Mi piaceva ricordare gli anni passati con il fratellone. Sì, perché dopo quell'episodio, nessuno mi avrebbe messo in testa qualcosa di diverso. Edward Elric era ed è tuttora mio fratello.
«E tu vorresti dirmi...Che erano tutti falsi?»
«Mi dispiace.»
«Il fatto che io voglia che tu riabbia il tuo corpo, è tutto una finta?»
«Ora lo so. Non è una finta.»
«Infatti. Perché insieme abbiamo deciso che niente, e dico NIENTE ci impedirà di avere indietro i nostri corpi.»
Stringemmo i pugni insieme.
«Perché continueremo ad andare avanti. Insieme. Rafforzandoci nel corpo e nello spirito.»
«E il latte?»
Edward arrossì violentemente
«Cercherò di berne il più possibile.»
Ridemmo insieme. Di gusto. Dunque sbattemmo i nostri pugni illuminati dal sole, in un gesto di intesa.
«Diamoci da fare. Dobbiamo diventare molto più forti.»
Ci alzammo e riaccompagnai il fratellone verso la stanza. Sì, in quel momento ero felice. Molto felice. Perché sapevo di non essere solo.

«Spero che le sia piaciuta questa storia....»

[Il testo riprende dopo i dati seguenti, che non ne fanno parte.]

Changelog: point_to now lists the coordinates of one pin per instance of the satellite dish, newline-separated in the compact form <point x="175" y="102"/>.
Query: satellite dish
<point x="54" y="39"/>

Posai dunque i fiori sulla tomba. La stessa lapide che recitava “Brigadiere generale dell'esercito statale Maes Hughes” E mi allontanai dal cimitero, tornando alla mia solita vita. La mia avventura non era ancora finita. Io e nii-san dovevamo trovare ancora i nostri corpi. E ce l'avremmo fatta. Perché io mi fido di lui.